If the above theory of Mr. Stern is correct, how are his actions any different? He perturbed the game through his referee crew selection and his system of promoting/demoting referees. The mafia obtained the same result through threats to Mr. Donaghy. So comparing Mr. Stern with the Gambino family, we have:
Since referees are measured on results, we now have an obvious answer why and how Mr. Stern and the Gambinos could see eye-to-eye concerning Mr. Donaghy's performance. But since Mr. Stern will, as mentioned above, avoid jail time, perhaps he could teach a thing or two to the Gambinos about making money.
In conclusion, don't get me wrong. Mr. Donaghy, as far as sports fans like myself are concerned, is a scumbag. When he found out that he was working for a scumbag corporation and for a scumbag commissioner, he should have found another line of work, rather than soiling the game we love.
But like the rest of us, he's only human. As is Mr. Stern.
What's inhuman is the corporation. It's a mere legal fiction. The core problem is not with weak humans like Messrs. Donaghy or Stern. The core problem is with the old, rusty corporation, and its antiquated, bloated business model. To succeed in leading this diseased corporation, Mr. Stern must corrupt himself. To remain a decent human would mean being a shitty commissioner.
Similarly for Mr. Donaghy. To rise in the profession of NBA refereeing, he needed to become corrupt. That he extended the systemic corruption of NBA reffing to embracing organized crime is a matter only of degree, not of kind.
With the corporate sports media eager to parrot Mr. Stern's "an isolated case" theme, the message boards of their web sites are hopping with users debating whether Mr. Stern bears any responsibility for Mr. Donaghy's actions.

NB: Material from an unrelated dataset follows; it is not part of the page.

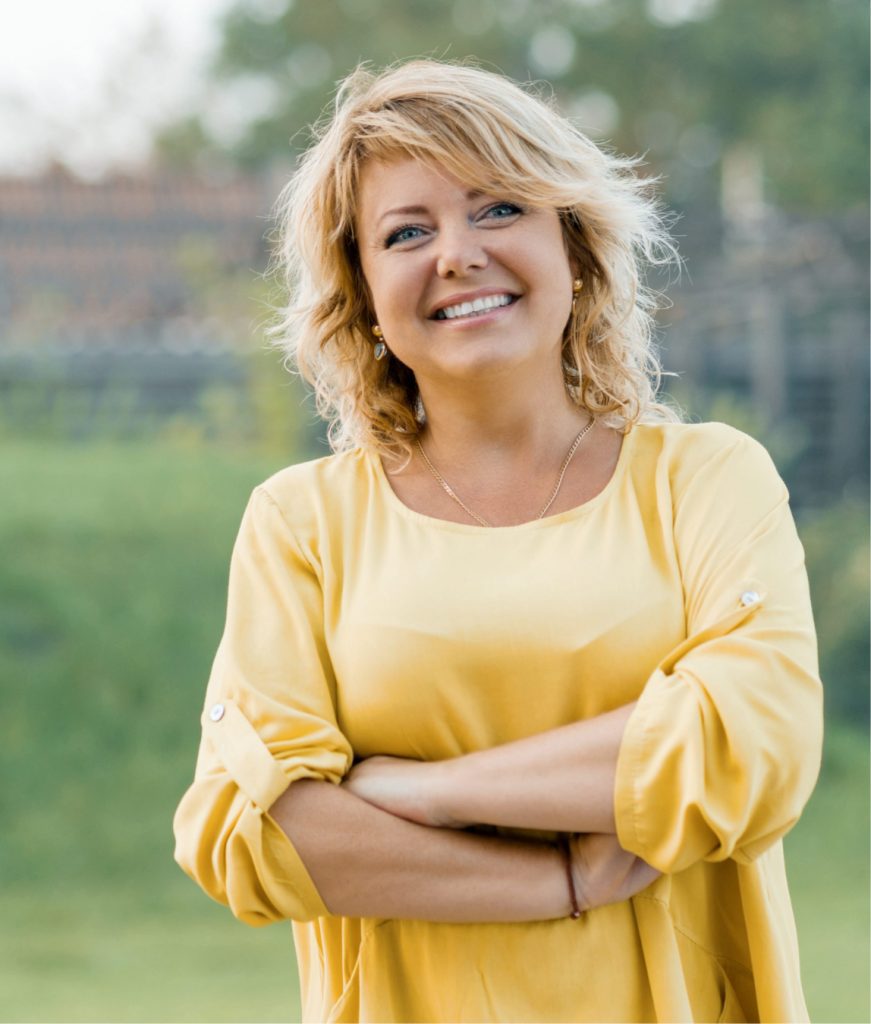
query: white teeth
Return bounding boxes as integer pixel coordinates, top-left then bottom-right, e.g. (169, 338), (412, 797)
(436, 295), (514, 319)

What most users apparently fail to grasp is that all of reality is a holon. A holon is something that is simultaneously a part of a larger whole, and is itself comprised of smaller parts. For example, I am one part of my extended family, and the cells of my body are part of me. I am a holon, as is my extended family, and as are my cells. And so on.
The NBA is a holon. Its parts include Mr. Stern and Mr. Donaghy. For Mr. Donaghy to be employed for 13 years by the NBA, and to do what he did for two years, and to be commended for it by the NBA says that not only is Mr. Donaghy diseased, so is the NBA.
Thus not only must Mr. Stern go. The NBA as we know it must be dismantled, and rebuilt from scratch. For it is diseased beyond repair.